Make a soft dought from this. Add some flour if needed. Cover it with clean warm towel and leave it at least for an hour to rest and raise. 
Then devide it in two. 
Take one ball, put it on a floured surface, sprinkle more flour on the top and start working with the rolling pin. Open it in a rectangular shape spread some soft butter sprinkle brown sugar and cinnamon and roll it. Cut smal buns and line them in the baking pan. Let them rest for half an hour then Brush risen bullars with egg and sprinkle some sugar or almonds or sesame seed and bake for 10 minutes on 200 degrees celsius.


----------



## Souvlaki (May 4, 2012)

those are my heart shaped buns baked yesterday


----------



## Bolas De Fraile (May 4, 2012)

Gabagoo I think it was Andy M who posted his cheats method using left over pizza dough.I wrote it down but cant find it.

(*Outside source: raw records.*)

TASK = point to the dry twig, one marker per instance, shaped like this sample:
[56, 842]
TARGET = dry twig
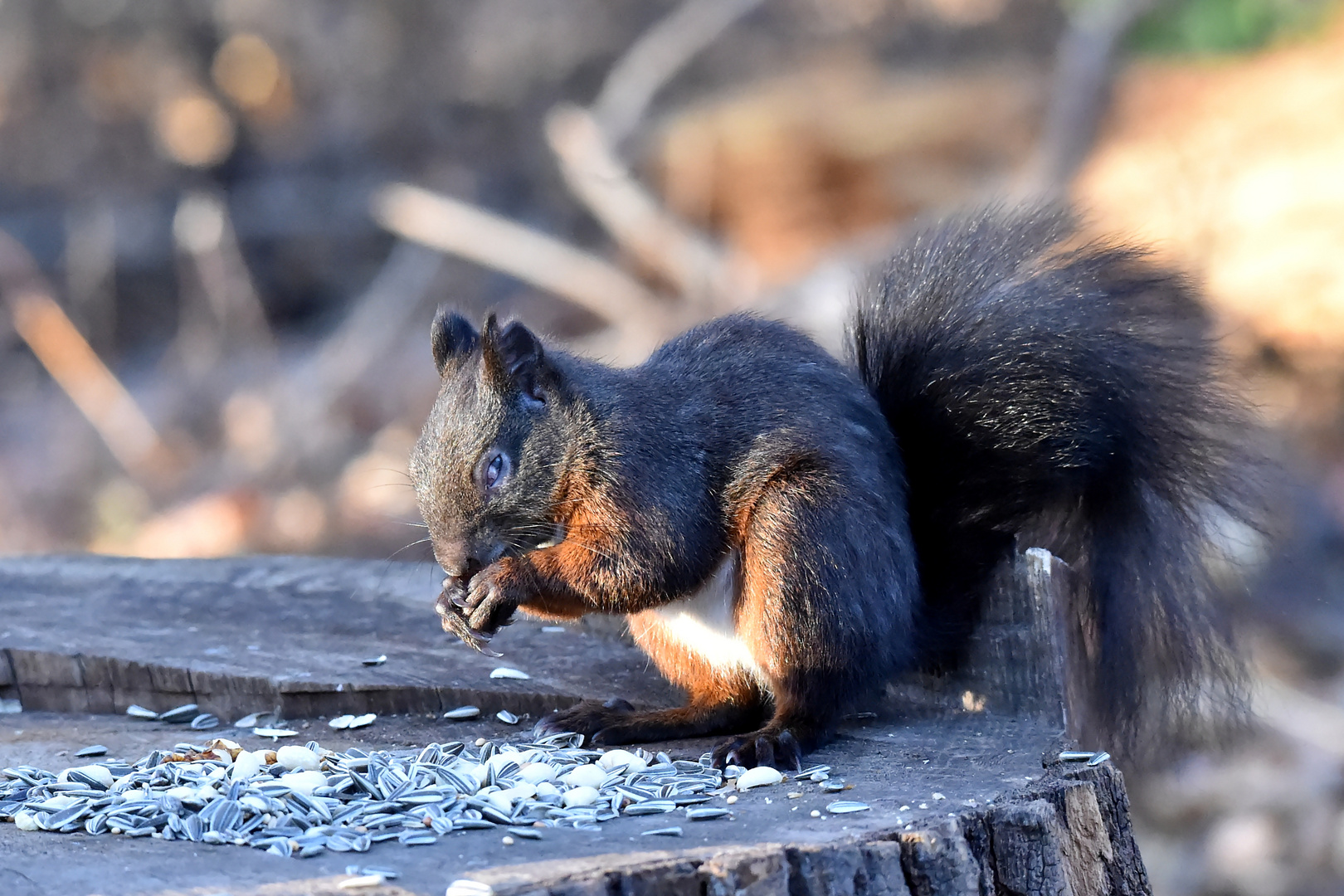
[457, 227]
[1085, 71]
[656, 56]
[633, 217]
[75, 368]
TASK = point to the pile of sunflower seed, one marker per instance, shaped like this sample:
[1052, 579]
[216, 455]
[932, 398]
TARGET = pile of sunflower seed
[303, 801]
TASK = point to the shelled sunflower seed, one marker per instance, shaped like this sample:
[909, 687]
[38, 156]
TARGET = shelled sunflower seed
[304, 801]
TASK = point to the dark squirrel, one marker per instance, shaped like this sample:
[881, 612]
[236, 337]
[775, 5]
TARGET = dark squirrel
[786, 533]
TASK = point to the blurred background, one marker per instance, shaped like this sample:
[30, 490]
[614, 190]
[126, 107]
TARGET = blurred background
[225, 226]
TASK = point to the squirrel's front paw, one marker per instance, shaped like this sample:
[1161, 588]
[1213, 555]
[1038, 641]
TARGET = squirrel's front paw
[491, 601]
[450, 611]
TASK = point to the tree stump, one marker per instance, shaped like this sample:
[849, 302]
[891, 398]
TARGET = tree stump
[960, 798]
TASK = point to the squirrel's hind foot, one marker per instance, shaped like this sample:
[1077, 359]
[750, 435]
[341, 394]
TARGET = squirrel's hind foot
[616, 722]
[767, 747]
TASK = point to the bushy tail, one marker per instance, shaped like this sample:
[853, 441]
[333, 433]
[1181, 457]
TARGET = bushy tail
[1064, 392]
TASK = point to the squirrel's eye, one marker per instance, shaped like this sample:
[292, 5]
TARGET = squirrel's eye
[494, 470]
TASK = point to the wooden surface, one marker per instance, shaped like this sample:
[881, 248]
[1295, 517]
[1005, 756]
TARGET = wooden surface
[960, 802]
[288, 635]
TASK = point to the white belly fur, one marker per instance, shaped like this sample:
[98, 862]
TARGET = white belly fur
[704, 622]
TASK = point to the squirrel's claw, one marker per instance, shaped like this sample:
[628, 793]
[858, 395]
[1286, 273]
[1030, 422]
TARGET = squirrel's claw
[455, 624]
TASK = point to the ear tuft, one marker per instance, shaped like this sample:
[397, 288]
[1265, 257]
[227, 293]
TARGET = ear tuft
[450, 336]
[514, 356]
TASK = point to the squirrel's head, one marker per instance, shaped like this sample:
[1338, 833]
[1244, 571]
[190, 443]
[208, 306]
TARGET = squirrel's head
[488, 460]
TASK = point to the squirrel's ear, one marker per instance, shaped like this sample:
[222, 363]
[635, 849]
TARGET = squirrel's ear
[513, 356]
[450, 334]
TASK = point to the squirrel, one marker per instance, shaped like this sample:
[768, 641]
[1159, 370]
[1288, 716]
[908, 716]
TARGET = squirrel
[786, 531]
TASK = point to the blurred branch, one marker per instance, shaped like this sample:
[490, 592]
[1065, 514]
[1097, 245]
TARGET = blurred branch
[203, 232]
[371, 329]
[655, 60]
[1301, 716]
[455, 227]
[75, 368]
[632, 215]
[1086, 63]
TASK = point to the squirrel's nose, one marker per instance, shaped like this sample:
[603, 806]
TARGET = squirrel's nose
[455, 559]
[461, 567]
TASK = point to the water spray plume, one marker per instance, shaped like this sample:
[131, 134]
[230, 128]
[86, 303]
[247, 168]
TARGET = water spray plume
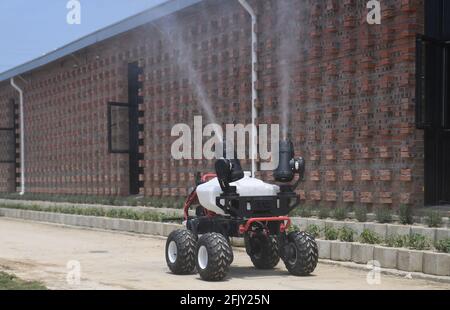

Soulaki the pic did not appear, when we visit Athens we have to visit Despina my Plaka.
Banana Wonder: What Happens After Siesta in Greece If You're Lucky: Despina Patisserie, Athens


----------



## Souvlaki (May 4, 2012)

I am  in halkidiki 600 kilometers far from athens, i have been there several times but unfortunatelly i can not recomend you restaurants there 
i can see the picture i do not know why youcan not see it ...


----------



## Addie (May 4, 2012)

I make a soft dinner roll dough. To proof, I turn the light on in the oven and place the dough in there. It is a perfect place for raising the dough. The filliing is basic. Sugar, cinnamon and nuts or raisins. I use crushed nuts. No one in my family likes raisins.


----------



## Chief Longwind Of The North (May 4, 2012)

Look at this recipe - http://www.discusscooking.com/forums/f40/exceptional-pastry-dough-63702.html

I made cinnamon rolls from it by rolling out the dough, as with the posted recipe, then brushing on copious amounts of melted butter, sprinkling generously with cinnamon and brown sugar, and chopped walnuts, then rolling, and cutting out pinwheels.  Set the pinwheels onto a baking pan, fairly close together and let rise for 20 to 30 minutes in a warm, draft-free place.  Brush with a glaze made from milk, powdered sugar, vanilla, and cinnamon.

These cinnamon rolls are absolutely delectable.

Seeeeeeya; Chief Longwind of the North


----------



## CWS4322 (May 4, 2012)

I paid for my ski passes when I was in high school by selling fresh cinnamon rolls the way my grandma taught me at the ski resort. I have the recipe written down, but it is packed at the moment. I generally add cinnamon to the dough. I definitely would go with the melted butter. I also put melted butter and brown sugar in the bottom of the pan. So I guess mine would be gooey carmel rolls...


----------



## Addie (May 4, 2012)

Chief, so what are the mashed potatoes for? I have had  potato bread as a child and loved it. I can hardly wait to make these. I find if I roll out the dough into 12", then cut the roll in half, then each half in half again, and continue until I have an even dozen. thanks for the recipe. I never thought of adding potato water as a flavor agent. I also lightly dock the dough so that the melted butter sinks into the dough. The docking looks more like dimples. I don't want to hinder the rising of the dough.


----------



## Katie H (May 4, 2012)

I've made many different recipes for cinnamon rolls in my time, but I stumbled upon a recipe a few years ago that stopped me in my tracks.  They are so good, I saw no reason to search for any other recipe.  One of the beauties of them is that they can be frozen before they are baked, which means I can package them in small portions so Glenn and I can have fresh cinnamon rolls at nearly a moment's notice.

They're called Harvest Cinnamon Rolls and you'll see why in the introduction of the recipe.

I've given the recipe to several people who also love, love, love them.

Enjoy!!!


----------



## gabagoo (May 4, 2012)

Thank you all for tour recipes.....now I need my wife to help me do this..lol


----------



## Greg Who Cooks (May 5, 2012)

Pioneer Woman has a cinnamon roll recipe that looks like killer to me, in her cookbook just before the one her publisher released last month. I didn't have the chance to cook her recipe but it looked to me like it'd do the job:

"Pioneer Woman Cooks: recipes form an accidental country girl" by Rhee Drummond

My advice is check it out at your local public library. That's what I did. I'm planning on buying it at some point in the near future.


----------



## Katie H (May 5, 2012)

gabagoo said:


> Thank you all for tour recipes.....now I need my wife to help me do this..lol



Gabagoo, you won't need anyone to help you with the Harvest Cinnamon Rolls.  The recipe, with photos, is wonderfully explanatory and you'll discover you can make awesome cinnamon rolls.


----------